É, pensando desse jeito, seria um fim sim!

E variados tipos de relacionamento (homem-mulher, pais-filhos, irmãos, amigos etc etc) realmente não deixam de ser comunicações... tens razão.

Mas não acho que é necessariamente substituído por pena. Pode ser por pena sim, mas também ou por indiferença, ou raiva, ou desilusão...

Peter disse...

pagamos carinho aos nossos leitores ;)

qual seria a diferença entre indiferença, raiva, desilusão ou pena?

Anônimo disse...

ahhh já tava achando que eu ia ganhar uma graninha extra! dammit.

Pergunta difícil de explicar...mas vamos ver se eu consigo por em palavras.

Indiferença é quanto tanto faz quanto tanto fez. Perde a admiração, por algum motixo "x", sem traumas, sem sentimentos passionais, sem sentimentos maiores. Simplesmente morre.

Pena o processo é parecido, mas o outro talvez nos disperte esse sentimento (pena)por alguma razão... Mas geralmente temos carinho pela pessoa, o que talvez nos faça sentir isso. Mas esse tipo de pena geralmente não é pela pessoa, e sim pena pela situação em si (tipo: poxa, pena que não deu certo) A não ser quando é aquela pena "raivosa", quando a pessoa não se porta de uma maneira legal e tu chega a "sentir pena daquela pessoa", entende?

Raiva e mágoas nem preciso dizer... uma é mais passional(raiva), a outra nem tanto (mágoa), podendo ficar latente. A pessoa faz alguma coisa que te magoa muito (ou te provoca raiva) e tu não vê mais o outro com os mesmos olhos... em relação a ser humano. É quando quebra o cristal... e pra mim esse é o pior tipo, o mais fatal.

Consegui explicar bem?

Anônimo disse...

Ah me esqueci da desilusão... essa é parecido com a mágoa. É quando tu pensa que a pessoa é uma coisa, e na verdade é outra. Então tu admiravas uma pessoa que não existia... essa também é cruel.

Peter disse...

Leitores do Pago Bem são esclarecidos. Vide explicações acima.

Compreendo todas as definições, e ico com outro questionamento: será que não sentimos tudo isso por nós, sem incluir o parceiro (tipo em um espelho)?

Anônimo disse...

Mas pq sentiríamos tudo isso por nós mesmos? Não entendi tua pergunta, a tua linha de pensamento...

Peter disse...

Em algum texto aqui do Pago Bem isto já foi dito... as pessoas se apaixonam não pelo parceiro(a), e sim por uma projeção de si.

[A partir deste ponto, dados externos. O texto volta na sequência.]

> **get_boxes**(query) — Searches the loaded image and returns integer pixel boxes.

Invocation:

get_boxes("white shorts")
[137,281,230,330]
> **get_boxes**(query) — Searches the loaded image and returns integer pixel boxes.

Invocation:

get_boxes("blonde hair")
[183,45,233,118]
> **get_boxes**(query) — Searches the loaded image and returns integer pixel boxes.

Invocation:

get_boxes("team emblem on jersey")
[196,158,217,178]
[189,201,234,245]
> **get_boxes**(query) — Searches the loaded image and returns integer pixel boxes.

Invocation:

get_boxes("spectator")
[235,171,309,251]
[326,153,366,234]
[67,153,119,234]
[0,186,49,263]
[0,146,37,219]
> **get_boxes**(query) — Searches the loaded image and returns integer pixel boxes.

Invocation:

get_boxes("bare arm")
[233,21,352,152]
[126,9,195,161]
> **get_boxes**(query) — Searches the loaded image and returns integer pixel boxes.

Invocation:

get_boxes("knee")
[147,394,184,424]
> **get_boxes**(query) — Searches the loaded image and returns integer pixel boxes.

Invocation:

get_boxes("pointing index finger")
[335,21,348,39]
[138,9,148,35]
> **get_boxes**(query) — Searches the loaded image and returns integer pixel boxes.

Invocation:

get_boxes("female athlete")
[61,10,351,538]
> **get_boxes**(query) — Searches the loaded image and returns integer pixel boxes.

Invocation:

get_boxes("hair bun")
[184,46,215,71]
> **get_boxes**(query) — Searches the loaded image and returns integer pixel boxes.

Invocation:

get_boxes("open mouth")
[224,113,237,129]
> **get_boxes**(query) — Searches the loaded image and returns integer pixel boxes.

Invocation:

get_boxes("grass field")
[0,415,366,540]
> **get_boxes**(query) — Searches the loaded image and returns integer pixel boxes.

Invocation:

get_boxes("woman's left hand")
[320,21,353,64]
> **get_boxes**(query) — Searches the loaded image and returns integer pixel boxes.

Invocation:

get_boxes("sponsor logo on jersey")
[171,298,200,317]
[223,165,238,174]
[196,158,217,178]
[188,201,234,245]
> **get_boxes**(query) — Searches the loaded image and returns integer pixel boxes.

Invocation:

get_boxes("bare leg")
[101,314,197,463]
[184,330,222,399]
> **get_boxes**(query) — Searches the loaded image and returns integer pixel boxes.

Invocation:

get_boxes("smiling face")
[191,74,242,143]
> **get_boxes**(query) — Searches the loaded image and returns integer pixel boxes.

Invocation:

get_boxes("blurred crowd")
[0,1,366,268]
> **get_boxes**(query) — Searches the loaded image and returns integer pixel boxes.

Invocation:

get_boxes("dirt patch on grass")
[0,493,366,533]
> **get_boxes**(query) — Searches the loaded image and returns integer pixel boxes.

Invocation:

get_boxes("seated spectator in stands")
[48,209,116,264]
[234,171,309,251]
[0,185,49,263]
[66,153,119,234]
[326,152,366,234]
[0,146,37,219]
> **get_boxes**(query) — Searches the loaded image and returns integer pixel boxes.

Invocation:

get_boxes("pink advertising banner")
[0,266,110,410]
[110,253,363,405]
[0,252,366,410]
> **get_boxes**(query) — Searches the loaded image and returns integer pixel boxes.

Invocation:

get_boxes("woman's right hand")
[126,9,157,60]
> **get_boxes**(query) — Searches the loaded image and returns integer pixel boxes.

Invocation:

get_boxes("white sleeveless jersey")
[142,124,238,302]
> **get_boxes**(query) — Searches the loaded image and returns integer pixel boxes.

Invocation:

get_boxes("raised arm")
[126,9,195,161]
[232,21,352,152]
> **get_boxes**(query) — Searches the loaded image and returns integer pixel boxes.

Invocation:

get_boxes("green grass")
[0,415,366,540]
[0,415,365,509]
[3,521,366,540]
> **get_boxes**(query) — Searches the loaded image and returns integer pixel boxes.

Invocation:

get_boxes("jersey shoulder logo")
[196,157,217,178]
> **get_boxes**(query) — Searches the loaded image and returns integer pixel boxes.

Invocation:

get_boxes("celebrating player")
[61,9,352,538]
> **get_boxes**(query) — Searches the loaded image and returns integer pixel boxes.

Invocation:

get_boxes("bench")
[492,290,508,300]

Exemplo: não me apaixono pela pessoa que me fez um jantar romântico, e sim pela experiência, pela sensação que tive (uma coisa meio individualista).

Agora, se temos todos estes sentimentos (desilusão, raiva, indiferença...) com o parceiro(a), será que não temos, no fundo, estes sentimentos para conosco?

Tipo: "Deixei-me levar", "Passei a não mais gostar", "Consigo ser igual sozinho"...

E não estaria aí a explicação do fato de que quando acabamos um relacionamento acabamos tendo força para fazer tudo aquilo que queríamos e, por algum motivo, não fazíamos?

Anônimo disse...

Entendi. As pessoas se apaixonariam pelo sentimento em si, que a pessoa provoca. Nos apaixonamos pelas sensações, sentimentos. Isso faz sentido com a paixão, mas e com o amor? Será que depois que o auge da paixão passa, e começa a aparecer o amor em si, o relacionamento duraria se fosse assim?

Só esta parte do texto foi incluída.